MANILA, Philippines — Clothing retail, food and other commercial businesses that have benefitted from the growing offshore gaming industry in the country are likely to take a hit from the ongoing crackdown on the controversial sector, analysts told The STAR.
This developed as property giants assured their investors that their exposure to the Philippine Offshore Gaming Operations (POGO) industry is limited and would unlikely have a significant impact on them if regulators suddenly decide to shut down offshore gaming operations in the country.
Michael Ricafort, chief economist at Yuchengco-owned Rizal Commercial Banking Corp. said allied industries would be affected. “Other allied industries/businesses/individuals that benefit from POGOs and POGO workers would also be adversely affected in terms of reduced sales, revenues, and net income,” he said.
Thus, Ricafort said this could also result in a slowdown in the economy. “This could also somewhat cause some reduction in the overall economic growth especially if there is an outright or tougher ban on illegal Chinese online gaming activities,” Ricafort said.
He said that the recent crackdown on POGO and other recent developments could slow down the growth of the industry.
“Recent developments on POGOs such as government’s suspension of new applications for POGOs, any further crackdown on illegal Chinese online gaming activities as discussed by the Chinese and Philippine governments, intensified collecting of taxes from POGOs/POGO workers, and the proposed transfer of POGO operations to self-contained hubs, could all somewhat curb the fast growth of POGOs especially over the past two to three years,” he said.
According to Ricafort, it may also temper the relatively faster increase in rental or lease rates and prices of capital values especially if there is a gradual ban on illegal Chinese online gaming activities.

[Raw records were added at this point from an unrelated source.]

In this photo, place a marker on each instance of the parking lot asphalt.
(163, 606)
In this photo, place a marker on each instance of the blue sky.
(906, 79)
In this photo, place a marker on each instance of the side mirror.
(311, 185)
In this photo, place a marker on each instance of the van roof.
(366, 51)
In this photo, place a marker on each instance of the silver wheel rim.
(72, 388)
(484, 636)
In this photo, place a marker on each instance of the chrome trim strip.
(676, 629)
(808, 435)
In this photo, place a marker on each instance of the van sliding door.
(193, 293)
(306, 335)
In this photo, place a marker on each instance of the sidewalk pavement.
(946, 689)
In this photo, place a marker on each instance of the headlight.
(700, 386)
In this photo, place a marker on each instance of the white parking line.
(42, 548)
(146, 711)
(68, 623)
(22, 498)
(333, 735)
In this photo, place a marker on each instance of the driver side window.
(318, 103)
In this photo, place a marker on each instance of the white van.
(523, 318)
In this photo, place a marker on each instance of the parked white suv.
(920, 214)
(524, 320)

In all, Ricafort said it would reduce the attractiveness of the country as destination for POGO operations and could reduce the influx of more POGO workers that partly pushed higher the prices and lease rates in the local real estate market.
Property consultant David Leechiu also said that related industries could be negatively affected by the possible ban on POGOs.

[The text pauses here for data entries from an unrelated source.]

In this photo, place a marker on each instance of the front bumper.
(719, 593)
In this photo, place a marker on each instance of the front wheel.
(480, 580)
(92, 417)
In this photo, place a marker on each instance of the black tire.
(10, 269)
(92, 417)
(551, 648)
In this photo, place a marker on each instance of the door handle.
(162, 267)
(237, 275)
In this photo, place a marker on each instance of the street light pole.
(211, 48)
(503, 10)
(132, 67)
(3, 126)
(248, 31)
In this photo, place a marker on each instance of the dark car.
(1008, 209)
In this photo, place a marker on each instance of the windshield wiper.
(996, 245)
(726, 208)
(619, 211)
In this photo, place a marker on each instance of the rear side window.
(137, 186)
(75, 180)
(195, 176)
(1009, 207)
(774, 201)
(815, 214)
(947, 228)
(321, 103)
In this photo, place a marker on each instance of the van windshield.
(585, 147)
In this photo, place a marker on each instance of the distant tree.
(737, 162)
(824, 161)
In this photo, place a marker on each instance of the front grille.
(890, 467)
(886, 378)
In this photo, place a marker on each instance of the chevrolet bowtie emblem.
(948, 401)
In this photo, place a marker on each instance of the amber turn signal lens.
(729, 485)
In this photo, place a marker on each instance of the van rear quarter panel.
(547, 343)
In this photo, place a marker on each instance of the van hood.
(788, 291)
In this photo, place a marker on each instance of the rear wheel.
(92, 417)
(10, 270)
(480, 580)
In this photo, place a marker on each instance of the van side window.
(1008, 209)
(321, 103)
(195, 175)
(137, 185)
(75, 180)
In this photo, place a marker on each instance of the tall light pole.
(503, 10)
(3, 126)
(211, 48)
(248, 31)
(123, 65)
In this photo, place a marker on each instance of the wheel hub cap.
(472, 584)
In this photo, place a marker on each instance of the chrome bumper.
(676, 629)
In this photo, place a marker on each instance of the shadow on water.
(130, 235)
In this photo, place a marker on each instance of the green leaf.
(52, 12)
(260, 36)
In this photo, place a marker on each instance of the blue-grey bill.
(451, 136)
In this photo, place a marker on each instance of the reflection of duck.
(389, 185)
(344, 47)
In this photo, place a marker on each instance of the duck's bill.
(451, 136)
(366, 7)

“Those that will be affected are the convenient stores, restaurants and other stores that have benefitted from the Chinese customers,” Leechiu said.
The landlords or the property giants, he said, have a buffer because they have long-term lease contracts and relatively higher rates for their POGO tenants. This means that property companies have at least a year of assured monthly rental payments even if POGOs suddenly have to pack their bags.

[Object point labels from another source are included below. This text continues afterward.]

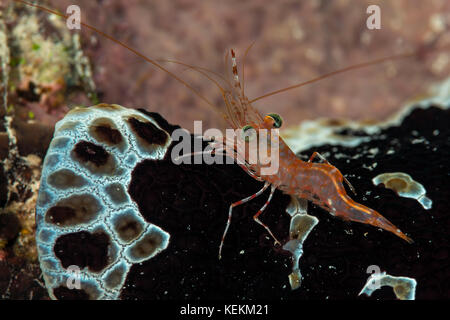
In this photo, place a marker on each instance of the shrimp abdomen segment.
(348, 209)
(323, 185)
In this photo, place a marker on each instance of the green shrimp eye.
(248, 133)
(277, 118)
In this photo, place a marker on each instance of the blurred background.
(293, 41)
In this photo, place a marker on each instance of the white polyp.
(404, 287)
(405, 186)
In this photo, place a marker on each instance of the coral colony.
(89, 230)
(83, 206)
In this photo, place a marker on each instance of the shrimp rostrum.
(320, 183)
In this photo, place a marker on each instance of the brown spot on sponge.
(75, 210)
(148, 133)
(83, 249)
(64, 179)
(104, 130)
(94, 157)
(127, 227)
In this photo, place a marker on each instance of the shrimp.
(319, 183)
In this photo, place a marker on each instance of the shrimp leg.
(255, 217)
(230, 212)
(316, 154)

Megaworld, the biggest office landlord, said it won’t be affected by the POGO issue.
“While we are the biggest lessor of office spaces in the Philippines, the POGO issue won’t affect both our office and residential businesses because our exposure remains small and manageable,” Megaworld chief strategy officer Kevin Tan told The STAR.
He also said that Megaworld sales take-up in 2018 up to end-June 2019 amounted to P215 billion, of which sales to Chinese nationals would be about 13 percent.
“The impact of POGO on residential revenues will only happen when we already complete the residential projects taken by POGOs. For those sold to POGOs in 2018, we will see the impact next year. We estimate Chinese contribution to residential sales next year to reach four percent only, or P1.5B billion of the total residential revenue forecast of P40 billion,” he said.
The office space leases today will contribute to leasing revenue by the following year. In 2018, about five percent of total rental income came from POGOs which accounted for seven percent of total rental gross leasable area, Megaworld said.
Megaworld shares dropped to P4.80 per share on Friday, down 0.80 percent on POGO-related jitters.
This after China urged the Philippines to ban online gaming.